Comment: Bertram is a middle-aged accountant employed by a large firm when he comes to the attention of the company director, Dreuther. Bertram has a nice quiet, modest wedding planned followed by a honeymoon in Bournemouth--this is all that he and his fiance, Cary can afford, but when Druether hears of their plans, he offers to send them--at his expense--to Monte Carlo. The plan is that Bertram and Cary will marry in romantic Monte Carlo, and then board Dreuther's yacht for an extended honeymoon around the coast of Italy. Bertram pressured to provide a honeymoon that is the equivalent of the one endured in Paris with his first wife, "Dirty," accepts Druether's offer.
The plan goes horribly wrong when Dreuther fails to arrive in Monte Carlo as arranged. Bertram and Cary rapidly run out of money, and Bertram, with his fascination with numbers, develops a system for playing roulette. Their relationship and their love is tested--first by the poverty they are immediately reduced to, and then by Bertram's winning streak as his "system" at the roulette wheel begins to work. But as Bertram carts off big winnings from the table, he discovers he is about to lose something very, very precious.
This slight novel (just over 120 pages) fascinated me to the very last page. Greene analyses human nature using the seductiveness of money, and shows how the corrupting and insatiable hunger for money destroys love, faith, character, and prudence. The amoral Dreuther is one of the most fascinating literary characters I've discovered in recent years (he reminds me very much of a character from a Balzac novel), and his role in this novel is both chilling and sublime.
Rating: 4
Summary: Clever Story
Comment: Obviously Graham Greene is a great storyteller. There's a lot of sarcasm in his writing, which I love. This is about a mediocre accountant, Bertram, marrying for the second time to a women much younger than himself. They are both stranded in Monte Carlo, and much to his new wife's chagrin, he becomes obsessed with a gambling system which starts to work for him. "Loser Takes All" has a good twist at the end. Actually, I was surprised by the end of this book, not only by what happened, but how the tone seemed to change completely. I fully expected something different.

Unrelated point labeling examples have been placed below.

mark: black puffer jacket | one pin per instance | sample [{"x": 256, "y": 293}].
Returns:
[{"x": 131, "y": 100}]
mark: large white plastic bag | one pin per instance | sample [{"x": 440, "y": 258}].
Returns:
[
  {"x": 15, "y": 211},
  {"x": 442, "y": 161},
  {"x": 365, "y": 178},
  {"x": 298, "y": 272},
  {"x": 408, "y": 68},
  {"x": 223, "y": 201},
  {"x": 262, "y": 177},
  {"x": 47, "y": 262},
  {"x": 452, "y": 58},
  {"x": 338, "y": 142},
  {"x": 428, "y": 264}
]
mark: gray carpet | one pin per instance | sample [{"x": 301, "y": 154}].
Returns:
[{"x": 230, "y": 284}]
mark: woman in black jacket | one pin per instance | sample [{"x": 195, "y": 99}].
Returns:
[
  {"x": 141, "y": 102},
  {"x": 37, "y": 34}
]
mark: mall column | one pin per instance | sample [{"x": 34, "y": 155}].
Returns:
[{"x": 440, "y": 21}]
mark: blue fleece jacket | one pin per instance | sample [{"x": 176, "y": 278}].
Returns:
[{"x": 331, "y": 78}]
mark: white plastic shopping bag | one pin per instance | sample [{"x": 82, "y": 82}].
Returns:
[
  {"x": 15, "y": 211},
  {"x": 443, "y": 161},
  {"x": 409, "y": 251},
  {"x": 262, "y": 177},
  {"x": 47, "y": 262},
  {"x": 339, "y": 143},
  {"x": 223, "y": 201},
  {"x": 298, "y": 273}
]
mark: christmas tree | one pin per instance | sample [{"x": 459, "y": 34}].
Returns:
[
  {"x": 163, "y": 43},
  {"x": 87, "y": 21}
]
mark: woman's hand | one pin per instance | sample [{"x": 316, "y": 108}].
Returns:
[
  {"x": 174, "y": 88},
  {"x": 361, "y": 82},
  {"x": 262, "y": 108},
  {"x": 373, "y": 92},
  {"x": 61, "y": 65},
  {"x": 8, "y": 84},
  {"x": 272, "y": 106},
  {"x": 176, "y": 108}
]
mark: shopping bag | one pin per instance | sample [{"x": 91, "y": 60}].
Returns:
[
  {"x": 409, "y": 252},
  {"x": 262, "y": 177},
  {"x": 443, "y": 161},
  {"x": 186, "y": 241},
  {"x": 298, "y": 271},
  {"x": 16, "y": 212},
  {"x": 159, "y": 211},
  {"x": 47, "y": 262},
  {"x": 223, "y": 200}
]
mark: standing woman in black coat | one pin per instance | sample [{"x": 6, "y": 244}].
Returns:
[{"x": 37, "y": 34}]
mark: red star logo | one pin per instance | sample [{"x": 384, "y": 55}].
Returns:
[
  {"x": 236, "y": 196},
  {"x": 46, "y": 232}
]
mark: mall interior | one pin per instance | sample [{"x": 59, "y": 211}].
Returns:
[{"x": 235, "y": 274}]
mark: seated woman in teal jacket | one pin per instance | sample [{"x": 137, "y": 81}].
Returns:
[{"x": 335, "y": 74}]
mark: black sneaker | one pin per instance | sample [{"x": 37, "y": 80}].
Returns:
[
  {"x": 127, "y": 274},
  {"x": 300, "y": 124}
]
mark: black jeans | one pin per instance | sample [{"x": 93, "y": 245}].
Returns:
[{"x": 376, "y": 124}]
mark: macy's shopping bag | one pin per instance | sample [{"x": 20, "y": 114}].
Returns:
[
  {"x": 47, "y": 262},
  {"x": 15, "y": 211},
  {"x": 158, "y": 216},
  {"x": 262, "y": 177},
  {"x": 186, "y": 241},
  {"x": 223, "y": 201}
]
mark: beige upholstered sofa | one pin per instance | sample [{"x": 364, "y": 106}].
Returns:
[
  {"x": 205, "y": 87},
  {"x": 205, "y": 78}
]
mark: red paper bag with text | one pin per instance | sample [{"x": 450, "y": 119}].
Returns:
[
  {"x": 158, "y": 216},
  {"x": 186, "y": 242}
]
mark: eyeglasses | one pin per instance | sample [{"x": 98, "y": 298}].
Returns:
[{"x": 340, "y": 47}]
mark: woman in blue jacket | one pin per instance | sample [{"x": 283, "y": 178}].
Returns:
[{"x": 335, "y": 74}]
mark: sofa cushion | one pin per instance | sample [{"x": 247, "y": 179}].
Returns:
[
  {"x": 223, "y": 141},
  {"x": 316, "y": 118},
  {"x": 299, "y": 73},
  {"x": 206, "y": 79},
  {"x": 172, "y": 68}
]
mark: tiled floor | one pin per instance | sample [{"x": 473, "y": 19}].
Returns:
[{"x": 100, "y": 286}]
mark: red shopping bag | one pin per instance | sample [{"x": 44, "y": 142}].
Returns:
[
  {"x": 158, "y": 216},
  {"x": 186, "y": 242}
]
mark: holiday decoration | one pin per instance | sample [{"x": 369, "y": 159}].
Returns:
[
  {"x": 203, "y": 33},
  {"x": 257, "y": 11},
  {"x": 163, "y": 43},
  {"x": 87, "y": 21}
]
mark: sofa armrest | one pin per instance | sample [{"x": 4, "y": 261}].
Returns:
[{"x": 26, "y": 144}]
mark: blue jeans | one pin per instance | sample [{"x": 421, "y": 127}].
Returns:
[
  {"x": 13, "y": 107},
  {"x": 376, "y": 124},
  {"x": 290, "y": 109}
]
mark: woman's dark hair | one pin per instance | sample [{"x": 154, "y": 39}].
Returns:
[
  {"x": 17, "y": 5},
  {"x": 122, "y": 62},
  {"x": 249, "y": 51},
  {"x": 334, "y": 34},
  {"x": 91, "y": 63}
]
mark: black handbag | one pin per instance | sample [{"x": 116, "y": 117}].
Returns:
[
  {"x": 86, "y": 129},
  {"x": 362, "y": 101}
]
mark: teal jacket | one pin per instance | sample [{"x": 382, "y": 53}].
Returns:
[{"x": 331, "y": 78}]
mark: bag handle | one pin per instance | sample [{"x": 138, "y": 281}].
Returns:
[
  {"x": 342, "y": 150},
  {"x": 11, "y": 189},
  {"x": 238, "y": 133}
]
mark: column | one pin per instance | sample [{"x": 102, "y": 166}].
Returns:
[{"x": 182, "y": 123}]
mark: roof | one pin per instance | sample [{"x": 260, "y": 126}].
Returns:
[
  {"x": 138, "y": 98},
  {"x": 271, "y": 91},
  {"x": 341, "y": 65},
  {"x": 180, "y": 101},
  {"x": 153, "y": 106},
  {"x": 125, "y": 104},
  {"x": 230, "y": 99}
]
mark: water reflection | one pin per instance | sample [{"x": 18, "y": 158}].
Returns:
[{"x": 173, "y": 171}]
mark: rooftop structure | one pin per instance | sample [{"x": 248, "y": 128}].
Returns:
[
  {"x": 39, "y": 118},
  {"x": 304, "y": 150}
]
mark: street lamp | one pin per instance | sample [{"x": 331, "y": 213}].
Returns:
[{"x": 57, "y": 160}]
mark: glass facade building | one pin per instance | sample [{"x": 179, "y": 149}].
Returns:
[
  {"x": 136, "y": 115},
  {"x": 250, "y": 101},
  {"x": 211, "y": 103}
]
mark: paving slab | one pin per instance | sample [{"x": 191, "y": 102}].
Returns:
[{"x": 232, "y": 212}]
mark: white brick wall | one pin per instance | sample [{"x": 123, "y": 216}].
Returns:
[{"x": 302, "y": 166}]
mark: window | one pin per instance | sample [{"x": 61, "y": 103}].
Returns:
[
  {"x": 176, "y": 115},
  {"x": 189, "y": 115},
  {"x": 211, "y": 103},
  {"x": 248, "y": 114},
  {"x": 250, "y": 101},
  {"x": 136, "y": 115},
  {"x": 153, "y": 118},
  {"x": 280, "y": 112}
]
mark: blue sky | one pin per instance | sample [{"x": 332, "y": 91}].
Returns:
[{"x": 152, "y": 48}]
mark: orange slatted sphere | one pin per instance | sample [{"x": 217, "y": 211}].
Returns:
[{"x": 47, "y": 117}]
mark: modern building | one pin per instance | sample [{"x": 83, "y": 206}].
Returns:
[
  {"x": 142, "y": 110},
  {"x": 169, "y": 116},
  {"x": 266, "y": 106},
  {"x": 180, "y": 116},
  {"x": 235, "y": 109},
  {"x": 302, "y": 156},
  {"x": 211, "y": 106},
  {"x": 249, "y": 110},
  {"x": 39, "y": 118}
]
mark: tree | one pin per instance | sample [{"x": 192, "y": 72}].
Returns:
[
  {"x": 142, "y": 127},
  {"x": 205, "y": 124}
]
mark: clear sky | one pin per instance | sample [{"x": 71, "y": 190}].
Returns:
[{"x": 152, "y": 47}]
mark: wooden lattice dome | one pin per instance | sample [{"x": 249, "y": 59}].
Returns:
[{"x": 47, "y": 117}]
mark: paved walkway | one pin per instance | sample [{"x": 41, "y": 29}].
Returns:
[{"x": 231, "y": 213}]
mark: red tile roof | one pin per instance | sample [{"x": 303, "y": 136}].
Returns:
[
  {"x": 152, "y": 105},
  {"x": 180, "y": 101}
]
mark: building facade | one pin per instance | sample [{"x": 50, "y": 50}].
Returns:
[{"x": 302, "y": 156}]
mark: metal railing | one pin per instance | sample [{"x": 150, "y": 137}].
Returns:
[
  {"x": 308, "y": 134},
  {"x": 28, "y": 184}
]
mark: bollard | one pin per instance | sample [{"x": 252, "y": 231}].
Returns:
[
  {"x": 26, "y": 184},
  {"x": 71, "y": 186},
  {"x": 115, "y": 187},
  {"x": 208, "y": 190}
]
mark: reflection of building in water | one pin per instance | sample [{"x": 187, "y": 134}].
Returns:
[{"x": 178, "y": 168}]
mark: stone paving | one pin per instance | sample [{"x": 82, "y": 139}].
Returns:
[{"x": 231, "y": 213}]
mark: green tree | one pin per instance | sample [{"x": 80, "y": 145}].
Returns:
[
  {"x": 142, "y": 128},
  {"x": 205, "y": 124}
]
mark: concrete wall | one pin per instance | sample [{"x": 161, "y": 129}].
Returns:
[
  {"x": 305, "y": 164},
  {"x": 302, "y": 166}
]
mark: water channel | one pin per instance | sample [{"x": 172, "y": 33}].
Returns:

Maybe the story itself didn't interest me all that much. I wouldn't say it was fantastic or anything. It was all right. Still, this was the first Graham Greene book I've read, and I'm sure it won't be the last.
Rating: 3
Summary: A Clever Thought Experiment
Comment: Graham Greene's 1955 novella, "Loser Takes All," is a clever thought experiment in which love, morality, and ethics are all brought to bear on the early days of a married relationship. One of Greene's most appealing moves in the book is his delineation of character. The people who populate the novella are character types struggling to become characters - to find individuality and meaning in a world whose sole virtue seems to be money.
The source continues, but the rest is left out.